Citigroup will pay $US7 billion ($A7.5 billion) to settle allegations that it misled investors in its sale of mortgage-linked securities ahead of the financial crisis.
Citi said the settlement with the US Department of Justice and other government bodies resolves “substantially all” of its litigation on mortgages through 2008. The bank will take a $3.8 billion pre-tax charge to cover the settlement.
The huge charge dragged Citi’s second-quarter earnings down 96 per cent to $US181 million, the bank said.
Under the mortgage settlement, Citigroup will pay $US4.5 billion in cash and $US2.5 billion in consumer relief. The cash component consists of a $US4.0 billion civil penalty to the Justice Department.
Consumer relief includes financing for the construction of affordable rental housing and principal reduction.
Citi said the settlement will allow it to close the books on a messy set of civil claims.

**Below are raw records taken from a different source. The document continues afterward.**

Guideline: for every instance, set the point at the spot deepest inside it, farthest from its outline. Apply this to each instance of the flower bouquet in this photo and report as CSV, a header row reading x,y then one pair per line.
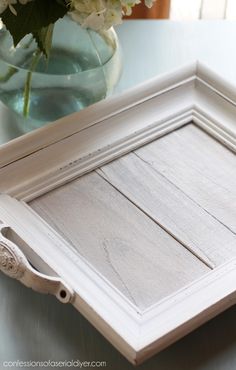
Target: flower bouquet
x,y
36,33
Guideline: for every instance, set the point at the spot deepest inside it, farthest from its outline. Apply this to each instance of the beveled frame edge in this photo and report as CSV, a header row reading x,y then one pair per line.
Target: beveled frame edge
x,y
76,122
197,98
137,334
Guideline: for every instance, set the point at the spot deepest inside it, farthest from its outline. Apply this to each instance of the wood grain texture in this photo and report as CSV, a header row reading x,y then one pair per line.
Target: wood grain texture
x,y
119,240
186,182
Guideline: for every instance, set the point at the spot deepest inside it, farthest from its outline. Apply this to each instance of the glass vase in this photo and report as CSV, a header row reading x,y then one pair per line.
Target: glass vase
x,y
83,68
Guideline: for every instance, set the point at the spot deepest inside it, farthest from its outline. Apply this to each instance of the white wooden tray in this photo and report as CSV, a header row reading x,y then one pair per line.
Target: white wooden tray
x,y
127,210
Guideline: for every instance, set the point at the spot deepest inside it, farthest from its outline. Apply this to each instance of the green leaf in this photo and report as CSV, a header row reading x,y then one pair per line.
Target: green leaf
x,y
43,38
32,18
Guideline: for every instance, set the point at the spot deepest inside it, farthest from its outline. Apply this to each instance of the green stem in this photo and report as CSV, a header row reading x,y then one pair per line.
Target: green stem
x,y
27,88
11,71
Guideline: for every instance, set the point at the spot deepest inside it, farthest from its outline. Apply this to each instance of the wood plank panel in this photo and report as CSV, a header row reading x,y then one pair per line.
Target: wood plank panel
x,y
185,181
119,240
213,9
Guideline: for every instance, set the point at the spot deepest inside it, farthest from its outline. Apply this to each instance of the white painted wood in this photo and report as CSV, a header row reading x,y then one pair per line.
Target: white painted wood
x,y
213,9
110,233
185,182
78,122
15,264
136,333
192,94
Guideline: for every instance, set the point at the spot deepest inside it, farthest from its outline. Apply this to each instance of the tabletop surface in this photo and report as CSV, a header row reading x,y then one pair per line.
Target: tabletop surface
x,y
38,328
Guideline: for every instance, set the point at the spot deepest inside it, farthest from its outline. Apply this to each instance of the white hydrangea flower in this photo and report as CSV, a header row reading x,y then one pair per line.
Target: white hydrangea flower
x,y
102,14
5,3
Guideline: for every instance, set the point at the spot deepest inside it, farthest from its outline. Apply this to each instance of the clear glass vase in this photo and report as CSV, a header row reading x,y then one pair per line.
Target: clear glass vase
x,y
83,68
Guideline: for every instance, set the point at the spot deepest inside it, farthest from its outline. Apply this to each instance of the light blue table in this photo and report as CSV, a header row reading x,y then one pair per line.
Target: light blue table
x,y
38,328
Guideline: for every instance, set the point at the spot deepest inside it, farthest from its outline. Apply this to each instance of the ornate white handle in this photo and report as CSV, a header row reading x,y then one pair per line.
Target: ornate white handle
x,y
14,264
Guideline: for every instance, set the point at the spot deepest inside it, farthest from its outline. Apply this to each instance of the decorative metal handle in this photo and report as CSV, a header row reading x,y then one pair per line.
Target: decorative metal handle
x,y
14,264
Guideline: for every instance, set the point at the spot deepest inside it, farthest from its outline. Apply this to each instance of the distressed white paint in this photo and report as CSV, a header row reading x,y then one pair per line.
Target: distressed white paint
x,y
117,127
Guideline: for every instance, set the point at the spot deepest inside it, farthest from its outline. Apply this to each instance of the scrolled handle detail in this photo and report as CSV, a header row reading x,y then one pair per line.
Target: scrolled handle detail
x,y
14,264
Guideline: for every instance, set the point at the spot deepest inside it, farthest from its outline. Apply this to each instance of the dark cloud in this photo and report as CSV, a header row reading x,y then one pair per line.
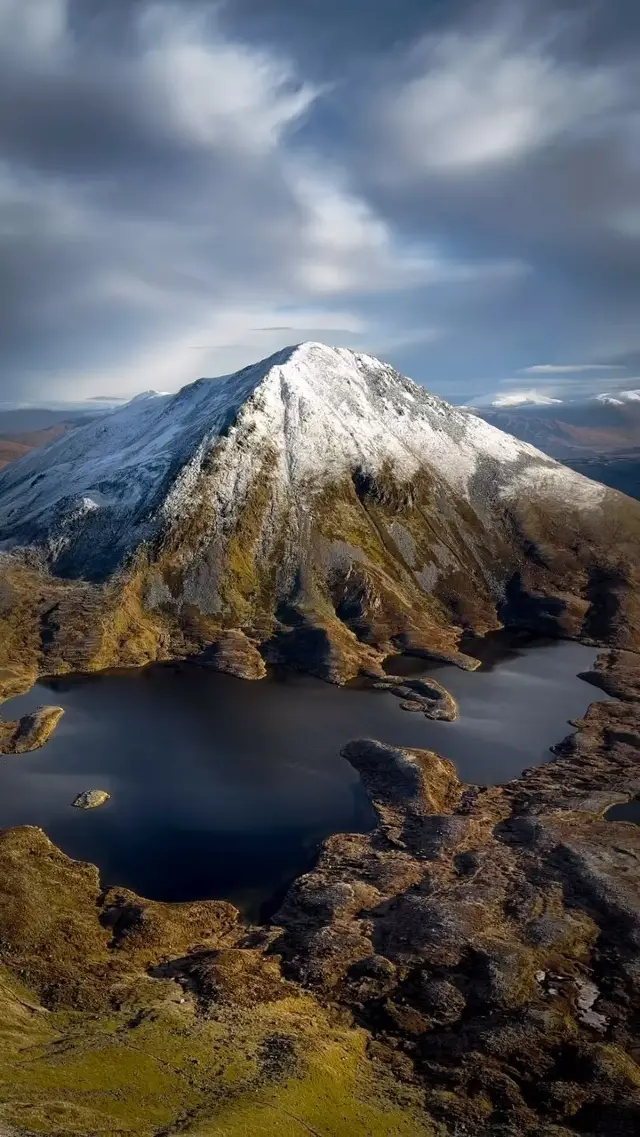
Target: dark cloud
x,y
453,184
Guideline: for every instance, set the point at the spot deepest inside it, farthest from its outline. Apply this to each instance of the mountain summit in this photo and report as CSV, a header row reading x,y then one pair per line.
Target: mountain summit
x,y
317,508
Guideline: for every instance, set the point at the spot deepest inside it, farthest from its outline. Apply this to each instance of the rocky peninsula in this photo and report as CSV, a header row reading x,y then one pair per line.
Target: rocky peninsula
x,y
468,967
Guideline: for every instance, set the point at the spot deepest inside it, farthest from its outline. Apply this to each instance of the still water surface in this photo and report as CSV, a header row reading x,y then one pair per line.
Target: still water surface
x,y
224,788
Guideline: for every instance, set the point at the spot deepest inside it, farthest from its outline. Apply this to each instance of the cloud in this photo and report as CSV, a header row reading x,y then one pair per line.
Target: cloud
x,y
483,97
232,177
567,368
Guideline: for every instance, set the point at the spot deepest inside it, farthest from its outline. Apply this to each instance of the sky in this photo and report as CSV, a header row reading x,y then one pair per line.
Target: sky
x,y
450,184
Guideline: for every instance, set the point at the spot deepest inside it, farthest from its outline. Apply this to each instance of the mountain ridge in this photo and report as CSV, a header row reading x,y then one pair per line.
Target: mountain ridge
x,y
316,509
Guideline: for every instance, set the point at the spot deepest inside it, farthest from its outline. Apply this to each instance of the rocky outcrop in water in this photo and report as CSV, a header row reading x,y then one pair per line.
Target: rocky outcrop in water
x,y
91,799
30,732
489,938
425,695
470,967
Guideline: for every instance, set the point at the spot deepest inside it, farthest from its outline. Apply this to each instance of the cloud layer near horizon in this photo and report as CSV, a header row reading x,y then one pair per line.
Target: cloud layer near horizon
x,y
186,187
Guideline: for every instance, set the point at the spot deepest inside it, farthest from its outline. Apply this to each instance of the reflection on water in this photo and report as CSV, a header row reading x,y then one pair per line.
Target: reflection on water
x,y
626,811
224,788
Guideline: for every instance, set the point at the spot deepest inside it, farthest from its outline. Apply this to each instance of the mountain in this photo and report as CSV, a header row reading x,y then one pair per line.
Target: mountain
x,y
317,509
14,446
570,430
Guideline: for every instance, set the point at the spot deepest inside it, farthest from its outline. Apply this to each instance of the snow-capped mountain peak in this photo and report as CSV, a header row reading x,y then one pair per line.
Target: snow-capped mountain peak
x,y
302,420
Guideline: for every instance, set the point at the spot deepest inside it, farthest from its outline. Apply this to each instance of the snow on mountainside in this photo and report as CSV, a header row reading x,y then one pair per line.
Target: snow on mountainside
x,y
316,509
321,411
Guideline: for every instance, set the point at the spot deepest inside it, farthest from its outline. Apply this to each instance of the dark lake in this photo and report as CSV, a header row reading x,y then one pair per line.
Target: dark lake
x,y
223,788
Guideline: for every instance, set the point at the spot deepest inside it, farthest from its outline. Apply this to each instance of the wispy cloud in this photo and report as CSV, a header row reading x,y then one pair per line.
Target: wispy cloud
x,y
567,368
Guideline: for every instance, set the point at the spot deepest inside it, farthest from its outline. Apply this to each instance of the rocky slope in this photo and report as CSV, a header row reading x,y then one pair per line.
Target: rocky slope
x,y
317,509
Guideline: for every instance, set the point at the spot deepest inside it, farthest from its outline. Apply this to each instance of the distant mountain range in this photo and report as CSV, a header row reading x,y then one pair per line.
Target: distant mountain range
x,y
316,509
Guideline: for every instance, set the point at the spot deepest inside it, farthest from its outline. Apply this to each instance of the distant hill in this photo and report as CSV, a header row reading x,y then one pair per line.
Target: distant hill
x,y
570,430
16,446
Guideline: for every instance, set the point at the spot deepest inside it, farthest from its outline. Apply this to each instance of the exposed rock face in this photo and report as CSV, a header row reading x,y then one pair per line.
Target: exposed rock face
x,y
484,939
491,935
425,695
91,799
321,511
30,732
317,509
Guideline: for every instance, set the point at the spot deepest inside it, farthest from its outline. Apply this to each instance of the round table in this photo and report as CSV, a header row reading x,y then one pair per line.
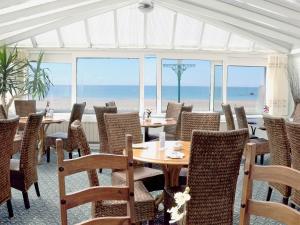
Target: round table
x,y
155,123
42,132
171,167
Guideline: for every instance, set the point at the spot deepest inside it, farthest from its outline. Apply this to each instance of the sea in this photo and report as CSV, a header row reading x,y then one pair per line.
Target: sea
x,y
168,92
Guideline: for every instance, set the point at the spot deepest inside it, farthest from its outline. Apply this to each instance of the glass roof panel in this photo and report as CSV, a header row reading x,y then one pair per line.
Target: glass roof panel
x,y
49,39
101,29
188,32
238,43
160,27
130,27
214,37
74,35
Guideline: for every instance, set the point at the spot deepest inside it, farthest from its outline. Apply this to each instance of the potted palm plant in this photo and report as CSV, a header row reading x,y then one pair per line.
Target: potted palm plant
x,y
19,77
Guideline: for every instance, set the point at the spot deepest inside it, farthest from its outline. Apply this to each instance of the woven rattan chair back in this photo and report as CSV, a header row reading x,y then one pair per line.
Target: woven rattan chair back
x,y
25,107
173,111
241,117
90,163
280,174
28,150
198,121
101,125
111,104
293,131
279,147
118,125
3,114
185,108
296,116
213,171
7,132
228,116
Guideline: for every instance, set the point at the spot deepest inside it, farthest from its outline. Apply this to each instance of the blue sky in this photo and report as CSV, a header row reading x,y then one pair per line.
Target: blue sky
x,y
95,71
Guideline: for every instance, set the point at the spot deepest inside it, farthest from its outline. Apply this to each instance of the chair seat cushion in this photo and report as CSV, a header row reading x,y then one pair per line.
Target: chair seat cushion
x,y
144,205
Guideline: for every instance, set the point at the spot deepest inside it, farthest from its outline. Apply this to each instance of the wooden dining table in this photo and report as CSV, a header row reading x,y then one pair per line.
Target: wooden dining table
x,y
155,123
46,122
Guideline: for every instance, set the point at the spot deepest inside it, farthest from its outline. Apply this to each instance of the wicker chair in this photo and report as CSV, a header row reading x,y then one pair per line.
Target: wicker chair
x,y
228,116
144,204
23,172
69,143
8,129
25,107
293,132
3,114
117,126
198,121
213,171
99,111
273,210
280,151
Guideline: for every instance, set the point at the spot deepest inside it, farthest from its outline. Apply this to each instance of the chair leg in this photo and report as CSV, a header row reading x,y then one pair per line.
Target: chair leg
x,y
9,208
285,200
37,190
26,199
48,154
262,159
269,193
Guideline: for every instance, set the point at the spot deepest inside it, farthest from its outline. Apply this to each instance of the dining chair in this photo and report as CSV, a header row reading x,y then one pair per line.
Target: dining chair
x,y
144,204
3,114
69,143
279,151
25,107
275,173
23,171
117,126
214,165
228,116
8,130
293,132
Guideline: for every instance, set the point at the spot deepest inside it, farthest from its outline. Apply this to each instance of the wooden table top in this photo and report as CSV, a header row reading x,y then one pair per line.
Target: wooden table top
x,y
153,154
47,120
158,122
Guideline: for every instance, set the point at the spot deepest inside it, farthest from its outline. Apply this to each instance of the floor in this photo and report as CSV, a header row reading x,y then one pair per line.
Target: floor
x,y
45,210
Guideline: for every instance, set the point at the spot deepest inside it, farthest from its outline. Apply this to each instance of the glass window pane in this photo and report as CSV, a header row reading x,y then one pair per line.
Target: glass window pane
x,y
247,87
150,83
100,80
195,83
59,94
218,89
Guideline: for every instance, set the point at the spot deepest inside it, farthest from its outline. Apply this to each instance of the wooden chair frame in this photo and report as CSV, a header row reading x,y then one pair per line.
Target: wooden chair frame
x,y
278,174
92,194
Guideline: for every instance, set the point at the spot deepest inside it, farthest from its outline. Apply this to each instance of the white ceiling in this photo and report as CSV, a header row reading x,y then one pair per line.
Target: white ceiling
x,y
225,25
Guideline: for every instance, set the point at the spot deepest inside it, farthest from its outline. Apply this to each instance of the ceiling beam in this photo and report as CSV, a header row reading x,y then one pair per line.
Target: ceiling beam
x,y
51,17
9,3
107,5
49,6
200,14
253,28
257,18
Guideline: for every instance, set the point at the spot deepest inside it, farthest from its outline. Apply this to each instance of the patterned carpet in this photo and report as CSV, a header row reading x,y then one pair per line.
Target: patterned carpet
x,y
45,210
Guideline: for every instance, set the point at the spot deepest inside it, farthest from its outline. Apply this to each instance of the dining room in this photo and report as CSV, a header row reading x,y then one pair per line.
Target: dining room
x,y
150,112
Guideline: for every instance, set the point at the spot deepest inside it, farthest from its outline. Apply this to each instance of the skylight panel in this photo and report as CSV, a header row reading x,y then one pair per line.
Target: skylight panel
x,y
101,29
160,27
48,39
188,31
74,35
238,43
130,26
214,37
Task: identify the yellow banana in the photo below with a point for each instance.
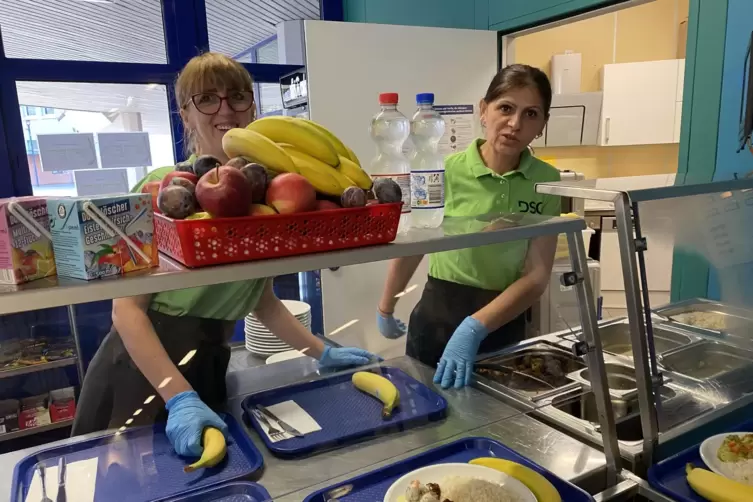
(717, 488)
(380, 388)
(304, 138)
(323, 177)
(354, 173)
(215, 450)
(538, 484)
(257, 148)
(338, 145)
(352, 156)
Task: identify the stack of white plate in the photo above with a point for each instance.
(261, 342)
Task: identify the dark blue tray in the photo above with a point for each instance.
(140, 464)
(346, 414)
(236, 491)
(668, 476)
(373, 486)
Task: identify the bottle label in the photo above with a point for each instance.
(403, 181)
(427, 189)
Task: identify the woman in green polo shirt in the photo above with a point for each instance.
(475, 299)
(167, 353)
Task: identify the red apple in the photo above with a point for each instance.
(324, 205)
(178, 174)
(260, 210)
(152, 188)
(224, 192)
(291, 193)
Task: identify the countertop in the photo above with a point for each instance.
(471, 413)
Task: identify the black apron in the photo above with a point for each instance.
(443, 306)
(114, 388)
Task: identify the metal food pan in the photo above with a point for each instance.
(708, 360)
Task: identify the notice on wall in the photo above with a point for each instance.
(101, 182)
(124, 149)
(459, 127)
(67, 152)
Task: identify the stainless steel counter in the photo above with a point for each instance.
(471, 413)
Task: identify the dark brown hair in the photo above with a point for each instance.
(520, 76)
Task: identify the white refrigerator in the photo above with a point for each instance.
(348, 65)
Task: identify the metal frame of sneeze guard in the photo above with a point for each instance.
(632, 247)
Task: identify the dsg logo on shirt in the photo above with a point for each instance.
(532, 207)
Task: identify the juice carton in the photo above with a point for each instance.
(24, 255)
(85, 250)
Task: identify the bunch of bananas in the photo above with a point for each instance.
(296, 145)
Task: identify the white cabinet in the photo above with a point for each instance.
(640, 102)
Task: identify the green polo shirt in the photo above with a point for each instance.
(230, 302)
(472, 189)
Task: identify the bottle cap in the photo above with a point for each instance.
(388, 98)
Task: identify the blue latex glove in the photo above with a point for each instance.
(459, 355)
(333, 357)
(389, 326)
(187, 417)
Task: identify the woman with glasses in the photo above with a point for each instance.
(166, 355)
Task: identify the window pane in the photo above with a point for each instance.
(127, 31)
(242, 28)
(93, 108)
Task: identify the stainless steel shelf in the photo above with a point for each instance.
(35, 430)
(69, 361)
(455, 233)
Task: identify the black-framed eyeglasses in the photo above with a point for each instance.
(210, 103)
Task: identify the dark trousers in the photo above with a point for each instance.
(114, 388)
(443, 306)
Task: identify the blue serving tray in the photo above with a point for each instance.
(140, 465)
(345, 414)
(373, 486)
(668, 476)
(236, 491)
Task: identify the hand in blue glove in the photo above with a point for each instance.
(333, 357)
(460, 354)
(389, 326)
(187, 417)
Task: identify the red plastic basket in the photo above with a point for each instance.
(199, 243)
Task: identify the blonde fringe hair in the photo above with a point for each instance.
(207, 72)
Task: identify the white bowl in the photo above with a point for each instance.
(435, 474)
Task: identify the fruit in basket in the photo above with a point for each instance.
(319, 174)
(387, 191)
(224, 192)
(303, 137)
(176, 202)
(257, 180)
(353, 172)
(717, 488)
(205, 163)
(215, 449)
(325, 205)
(257, 148)
(178, 174)
(291, 193)
(260, 210)
(379, 387)
(152, 188)
(237, 162)
(353, 197)
(538, 484)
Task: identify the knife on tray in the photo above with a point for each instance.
(285, 426)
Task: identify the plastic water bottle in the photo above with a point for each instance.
(389, 129)
(427, 165)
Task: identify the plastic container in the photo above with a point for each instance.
(427, 164)
(200, 243)
(389, 129)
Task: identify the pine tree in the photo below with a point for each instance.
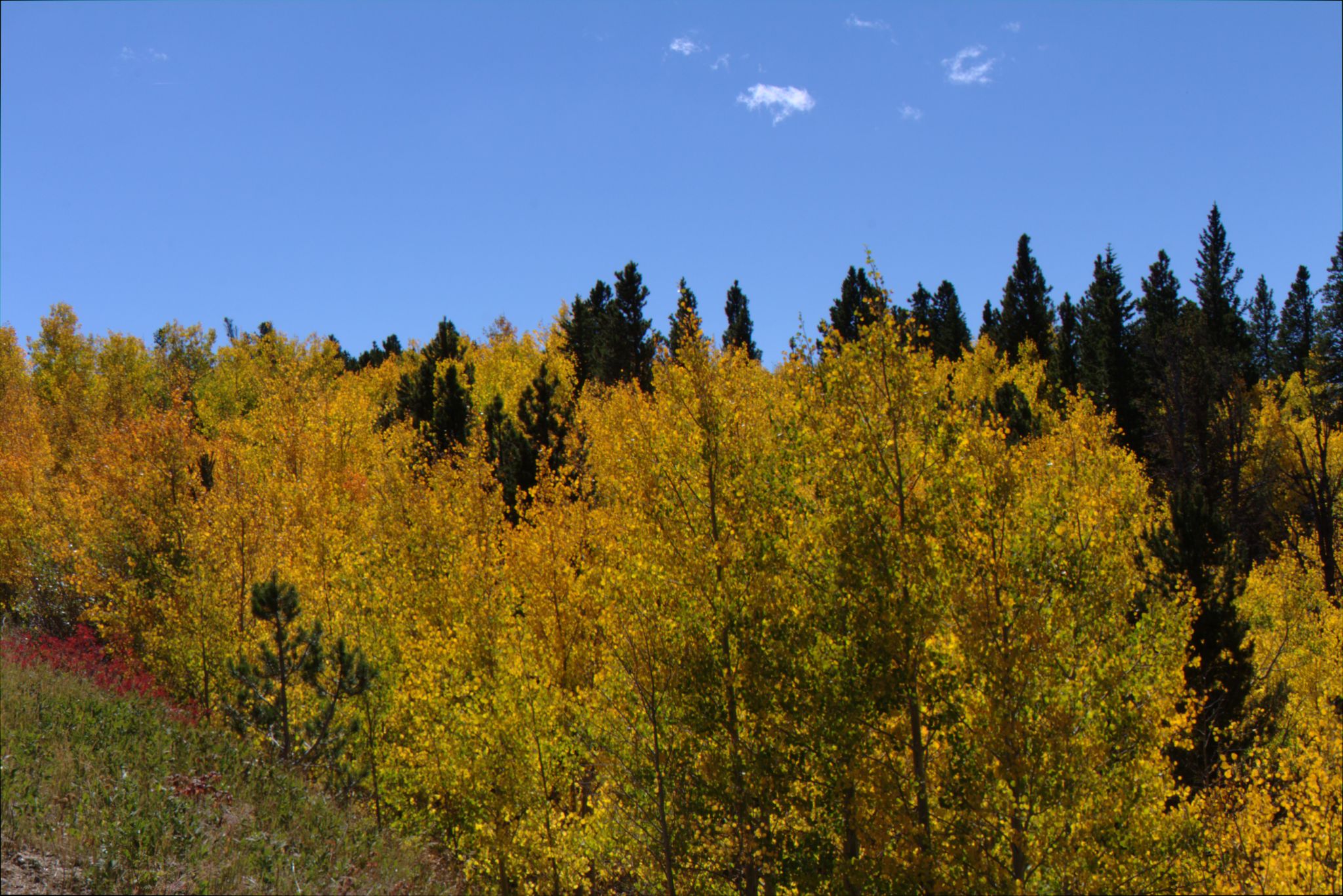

“We believe that this settlement is in the best interests of our shareholders, and allows us to move forward and to focus on the future, not the past,” said Citigroup chief executive Michael Corbat.
Besides the huge legal charge, Citi’s second-quarter earnings were marred by an industry-wide drop in trading revenue that is also expected to hit JPMorgan Chase, Goldman Sachs and others when they report earnings later this week.
Those effects were offset by lower operating costs following corporate reorganisations, better credit quality and improved results in several categories of investment banking.
Excluding the legal settlement, Citi’s results translated to profits of $US1.24 per share, much better than the $US1.05 projected by analysts. Including the legal charges, earnings were just three cents per share.
Revenues dropped to $US19.3 billion from $US20.5 billion a year ago. Analysts had projected revenues of $US18.9 billion.
Citi shares rose 3.9 per cent to $US48.82 in pre-market trade.
The Citi settlement comes amid a broader US government fraud crackdown on large banks, and follows a similar $US13 billion US mortgage deal with JPMorgan Chase. The government also is in talks with Bank of America about a potential settlement.
In recent weeks, the Justice Department has also extracted guilty pleas from French bank BNP Paribas and Switzerland’s Credit Suisse for cases involving, respectively, violations of US economic sanctions and the enabling of tax evasion.